The Buffalo Bills' Hall of Fame running back made those sobering admissions Friday while giving a keynote speech at the International Concussion Summit at the Hilton in Niagara Falls, Ont.
Thomas' comments, which he said are his first publicly on the topic, were first reported by the Niagara Falls Review.
"Still to this day, I can’t control my mood swings," he said during the speech. "On so many days, I have to apologize to my family for them. I thank God that I have a family that understands the things that I’ve been through over my 13-year (professional) career, and even after my 14 or 15 years that I’ve been retired. They all understand that with my mood swings, sometimes I just can’t help it.”
Thomas, who turns 50 next month, retired in 2001 following a 13-year professional career. He was elected to the Pro Football Hall of Fame in 2007.
He told the audience he thinks he suffered "a couple" concussions during his college career at Oklahoma State, but he didn't pay much attention to them.
"When I started playing football as a little kid, the last thing on my mind was, ‘Will I be able to walk when I’m 50?' " he said, according to the newspaper. "Will I be able to keep a train of thought when I’m 45? When I’m 50, will I suffer from uncontrollable mood swings? And even worse, will someday I be so depressed that I would take my own life?"
Thomas said treatment of possible concussions in those days amounted to taking "a couple Tylenol."
"You got right back out there because you just didn't know," he said.
The summit, which was hosted by the District School Board of Niagara, is designed to give coaches an opportunity to learn from medical experts how to properly identify and treat concussions in young athletes.
During Thomas' speech, the Review noted that he told the audience he can’t keep his focus or a train of thought “for very long, so I take notes with me everywhere."
He shared the story of how he had to pull off the road and call his wife, Patti, a couple years ago after realizing he didn't know where he was – even though it was the same route he drives every day.

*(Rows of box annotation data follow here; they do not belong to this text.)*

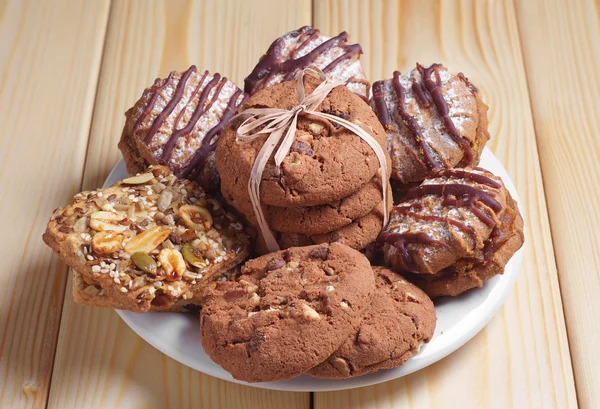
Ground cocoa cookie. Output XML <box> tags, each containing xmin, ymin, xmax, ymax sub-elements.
<box><xmin>371</xmin><ymin>64</ymin><xmax>490</xmax><ymax>184</ymax></box>
<box><xmin>221</xmin><ymin>174</ymin><xmax>391</xmax><ymax>235</ymax></box>
<box><xmin>43</xmin><ymin>166</ymin><xmax>249</xmax><ymax>312</ymax></box>
<box><xmin>244</xmin><ymin>26</ymin><xmax>370</xmax><ymax>100</ymax></box>
<box><xmin>407</xmin><ymin>191</ymin><xmax>524</xmax><ymax>298</ymax></box>
<box><xmin>119</xmin><ymin>65</ymin><xmax>246</xmax><ymax>191</ymax></box>
<box><xmin>200</xmin><ymin>243</ymin><xmax>375</xmax><ymax>382</ymax></box>
<box><xmin>380</xmin><ymin>168</ymin><xmax>523</xmax><ymax>296</ymax></box>
<box><xmin>308</xmin><ymin>267</ymin><xmax>436</xmax><ymax>379</ymax></box>
<box><xmin>216</xmin><ymin>78</ymin><xmax>389</xmax><ymax>207</ymax></box>
<box><xmin>256</xmin><ymin>196</ymin><xmax>392</xmax><ymax>254</ymax></box>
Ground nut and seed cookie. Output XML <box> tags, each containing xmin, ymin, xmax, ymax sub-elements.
<box><xmin>370</xmin><ymin>64</ymin><xmax>490</xmax><ymax>184</ymax></box>
<box><xmin>244</xmin><ymin>26</ymin><xmax>370</xmax><ymax>100</ymax></box>
<box><xmin>119</xmin><ymin>65</ymin><xmax>246</xmax><ymax>192</ymax></box>
<box><xmin>216</xmin><ymin>77</ymin><xmax>390</xmax><ymax>207</ymax></box>
<box><xmin>43</xmin><ymin>166</ymin><xmax>249</xmax><ymax>312</ymax></box>
<box><xmin>200</xmin><ymin>243</ymin><xmax>375</xmax><ymax>382</ymax></box>
<box><xmin>221</xmin><ymin>172</ymin><xmax>392</xmax><ymax>235</ymax></box>
<box><xmin>308</xmin><ymin>267</ymin><xmax>436</xmax><ymax>379</ymax></box>
<box><xmin>380</xmin><ymin>168</ymin><xmax>523</xmax><ymax>296</ymax></box>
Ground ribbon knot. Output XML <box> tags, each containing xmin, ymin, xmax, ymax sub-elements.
<box><xmin>232</xmin><ymin>67</ymin><xmax>388</xmax><ymax>252</ymax></box>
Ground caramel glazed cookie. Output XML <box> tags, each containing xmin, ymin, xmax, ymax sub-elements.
<box><xmin>43</xmin><ymin>166</ymin><xmax>249</xmax><ymax>312</ymax></box>
<box><xmin>371</xmin><ymin>64</ymin><xmax>490</xmax><ymax>185</ymax></box>
<box><xmin>380</xmin><ymin>168</ymin><xmax>524</xmax><ymax>298</ymax></box>
<box><xmin>216</xmin><ymin>77</ymin><xmax>389</xmax><ymax>207</ymax></box>
<box><xmin>308</xmin><ymin>267</ymin><xmax>436</xmax><ymax>378</ymax></box>
<box><xmin>244</xmin><ymin>26</ymin><xmax>370</xmax><ymax>101</ymax></box>
<box><xmin>119</xmin><ymin>65</ymin><xmax>247</xmax><ymax>193</ymax></box>
<box><xmin>200</xmin><ymin>243</ymin><xmax>375</xmax><ymax>382</ymax></box>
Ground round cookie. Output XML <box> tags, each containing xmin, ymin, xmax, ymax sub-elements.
<box><xmin>244</xmin><ymin>26</ymin><xmax>370</xmax><ymax>100</ymax></box>
<box><xmin>308</xmin><ymin>267</ymin><xmax>436</xmax><ymax>379</ymax></box>
<box><xmin>409</xmin><ymin>191</ymin><xmax>525</xmax><ymax>298</ymax></box>
<box><xmin>216</xmin><ymin>77</ymin><xmax>391</xmax><ymax>207</ymax></box>
<box><xmin>371</xmin><ymin>64</ymin><xmax>490</xmax><ymax>184</ymax></box>
<box><xmin>119</xmin><ymin>65</ymin><xmax>246</xmax><ymax>192</ymax></box>
<box><xmin>221</xmin><ymin>174</ymin><xmax>391</xmax><ymax>235</ymax></box>
<box><xmin>200</xmin><ymin>243</ymin><xmax>375</xmax><ymax>382</ymax></box>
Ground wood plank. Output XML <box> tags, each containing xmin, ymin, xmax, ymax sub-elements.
<box><xmin>49</xmin><ymin>0</ymin><xmax>311</xmax><ymax>409</ymax></box>
<box><xmin>516</xmin><ymin>0</ymin><xmax>600</xmax><ymax>408</ymax></box>
<box><xmin>314</xmin><ymin>0</ymin><xmax>589</xmax><ymax>409</ymax></box>
<box><xmin>0</xmin><ymin>0</ymin><xmax>108</xmax><ymax>408</ymax></box>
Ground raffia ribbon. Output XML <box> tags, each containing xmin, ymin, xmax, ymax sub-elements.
<box><xmin>236</xmin><ymin>67</ymin><xmax>388</xmax><ymax>252</ymax></box>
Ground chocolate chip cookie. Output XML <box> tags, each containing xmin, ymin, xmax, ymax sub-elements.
<box><xmin>308</xmin><ymin>267</ymin><xmax>436</xmax><ymax>378</ymax></box>
<box><xmin>200</xmin><ymin>243</ymin><xmax>375</xmax><ymax>382</ymax></box>
<box><xmin>216</xmin><ymin>77</ymin><xmax>390</xmax><ymax>207</ymax></box>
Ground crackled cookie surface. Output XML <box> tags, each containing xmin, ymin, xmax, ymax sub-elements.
<box><xmin>43</xmin><ymin>166</ymin><xmax>249</xmax><ymax>312</ymax></box>
<box><xmin>308</xmin><ymin>267</ymin><xmax>436</xmax><ymax>378</ymax></box>
<box><xmin>380</xmin><ymin>168</ymin><xmax>523</xmax><ymax>296</ymax></box>
<box><xmin>200</xmin><ymin>243</ymin><xmax>375</xmax><ymax>382</ymax></box>
<box><xmin>370</xmin><ymin>64</ymin><xmax>489</xmax><ymax>184</ymax></box>
<box><xmin>244</xmin><ymin>26</ymin><xmax>369</xmax><ymax>99</ymax></box>
<box><xmin>119</xmin><ymin>65</ymin><xmax>246</xmax><ymax>191</ymax></box>
<box><xmin>216</xmin><ymin>77</ymin><xmax>389</xmax><ymax>207</ymax></box>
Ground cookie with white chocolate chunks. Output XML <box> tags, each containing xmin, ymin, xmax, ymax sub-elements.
<box><xmin>370</xmin><ymin>64</ymin><xmax>490</xmax><ymax>185</ymax></box>
<box><xmin>379</xmin><ymin>168</ymin><xmax>523</xmax><ymax>297</ymax></box>
<box><xmin>119</xmin><ymin>65</ymin><xmax>246</xmax><ymax>193</ymax></box>
<box><xmin>200</xmin><ymin>243</ymin><xmax>375</xmax><ymax>382</ymax></box>
<box><xmin>244</xmin><ymin>26</ymin><xmax>370</xmax><ymax>100</ymax></box>
<box><xmin>308</xmin><ymin>267</ymin><xmax>436</xmax><ymax>379</ymax></box>
<box><xmin>43</xmin><ymin>166</ymin><xmax>249</xmax><ymax>312</ymax></box>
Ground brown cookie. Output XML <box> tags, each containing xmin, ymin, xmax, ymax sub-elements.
<box><xmin>408</xmin><ymin>191</ymin><xmax>525</xmax><ymax>298</ymax></box>
<box><xmin>380</xmin><ymin>168</ymin><xmax>523</xmax><ymax>293</ymax></box>
<box><xmin>216</xmin><ymin>77</ymin><xmax>389</xmax><ymax>207</ymax></box>
<box><xmin>244</xmin><ymin>26</ymin><xmax>370</xmax><ymax>100</ymax></box>
<box><xmin>308</xmin><ymin>267</ymin><xmax>436</xmax><ymax>379</ymax></box>
<box><xmin>371</xmin><ymin>64</ymin><xmax>490</xmax><ymax>184</ymax></box>
<box><xmin>221</xmin><ymin>172</ymin><xmax>391</xmax><ymax>235</ymax></box>
<box><xmin>43</xmin><ymin>166</ymin><xmax>249</xmax><ymax>312</ymax></box>
<box><xmin>119</xmin><ymin>65</ymin><xmax>246</xmax><ymax>191</ymax></box>
<box><xmin>200</xmin><ymin>243</ymin><xmax>375</xmax><ymax>382</ymax></box>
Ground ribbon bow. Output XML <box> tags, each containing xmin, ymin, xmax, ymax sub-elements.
<box><xmin>236</xmin><ymin>67</ymin><xmax>388</xmax><ymax>252</ymax></box>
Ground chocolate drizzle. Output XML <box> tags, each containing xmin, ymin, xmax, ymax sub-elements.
<box><xmin>417</xmin><ymin>64</ymin><xmax>473</xmax><ymax>166</ymax></box>
<box><xmin>244</xmin><ymin>26</ymin><xmax>362</xmax><ymax>95</ymax></box>
<box><xmin>392</xmin><ymin>71</ymin><xmax>441</xmax><ymax>172</ymax></box>
<box><xmin>406</xmin><ymin>184</ymin><xmax>502</xmax><ymax>227</ymax></box>
<box><xmin>141</xmin><ymin>65</ymin><xmax>197</xmax><ymax>143</ymax></box>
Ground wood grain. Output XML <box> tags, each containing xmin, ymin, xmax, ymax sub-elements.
<box><xmin>516</xmin><ymin>0</ymin><xmax>600</xmax><ymax>408</ymax></box>
<box><xmin>0</xmin><ymin>1</ymin><xmax>108</xmax><ymax>408</ymax></box>
<box><xmin>313</xmin><ymin>0</ymin><xmax>580</xmax><ymax>409</ymax></box>
<box><xmin>43</xmin><ymin>0</ymin><xmax>311</xmax><ymax>409</ymax></box>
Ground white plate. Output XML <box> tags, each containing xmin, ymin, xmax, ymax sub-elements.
<box><xmin>104</xmin><ymin>148</ymin><xmax>523</xmax><ymax>392</ymax></box>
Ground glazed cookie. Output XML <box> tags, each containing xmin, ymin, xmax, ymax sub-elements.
<box><xmin>380</xmin><ymin>168</ymin><xmax>523</xmax><ymax>292</ymax></box>
<box><xmin>119</xmin><ymin>65</ymin><xmax>246</xmax><ymax>191</ymax></box>
<box><xmin>308</xmin><ymin>267</ymin><xmax>436</xmax><ymax>379</ymax></box>
<box><xmin>371</xmin><ymin>64</ymin><xmax>490</xmax><ymax>184</ymax></box>
<box><xmin>216</xmin><ymin>77</ymin><xmax>389</xmax><ymax>207</ymax></box>
<box><xmin>200</xmin><ymin>243</ymin><xmax>375</xmax><ymax>382</ymax></box>
<box><xmin>43</xmin><ymin>166</ymin><xmax>249</xmax><ymax>312</ymax></box>
<box><xmin>244</xmin><ymin>26</ymin><xmax>370</xmax><ymax>100</ymax></box>
<box><xmin>221</xmin><ymin>172</ymin><xmax>391</xmax><ymax>235</ymax></box>
<box><xmin>408</xmin><ymin>191</ymin><xmax>524</xmax><ymax>298</ymax></box>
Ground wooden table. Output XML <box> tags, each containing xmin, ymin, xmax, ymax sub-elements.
<box><xmin>0</xmin><ymin>0</ymin><xmax>600</xmax><ymax>409</ymax></box>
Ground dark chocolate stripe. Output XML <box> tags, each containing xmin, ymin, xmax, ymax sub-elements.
<box><xmin>133</xmin><ymin>71</ymin><xmax>175</xmax><ymax>134</ymax></box>
<box><xmin>161</xmin><ymin>74</ymin><xmax>227</xmax><ymax>162</ymax></box>
<box><xmin>142</xmin><ymin>65</ymin><xmax>197</xmax><ymax>143</ymax></box>
<box><xmin>180</xmin><ymin>89</ymin><xmax>248</xmax><ymax>179</ymax></box>
<box><xmin>373</xmin><ymin>81</ymin><xmax>392</xmax><ymax>130</ymax></box>
<box><xmin>392</xmin><ymin>71</ymin><xmax>441</xmax><ymax>172</ymax></box>
<box><xmin>417</xmin><ymin>64</ymin><xmax>473</xmax><ymax>166</ymax></box>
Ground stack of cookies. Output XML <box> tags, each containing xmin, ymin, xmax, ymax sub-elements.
<box><xmin>216</xmin><ymin>79</ymin><xmax>392</xmax><ymax>254</ymax></box>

"She said, 'You need to come back home,' " Thomas said, calling it one of the most difficult phone calls he's ever had to make. "I knew that there was a problem."
A short time later, Thomas told the audience he went for an MRI. The images of the frontal lobe of his brain, Thomas said, were similar to someone who had suffered head trauma by having their head go through the windshield of a car several times.
"It hasn't gotten any better," Thomas told the audience, according to the Review. "It's getting worse."
Thomas' story is sadly one that is not unique to former NFL players. His former teammate, linebacker Daryl Talley, spoke openly to The Buffalo News in 2014 about the physical pain and mental anguish he's endured since the end of his playing career.
Thomas, however, told the audience Friday that he has maintained his silence because he wanted to learn more about the topic.
“One thing that I realized is that discussing the effects of concussions and the reality of the situation doesn’t make me less of a man, less tough, less loyal to the National Football League, a less love for the game,” he said. “All it means is that I’m not an ignorant fool, and that I don’t ignore factual evidence that this is happening to not only football players, but" other athletes.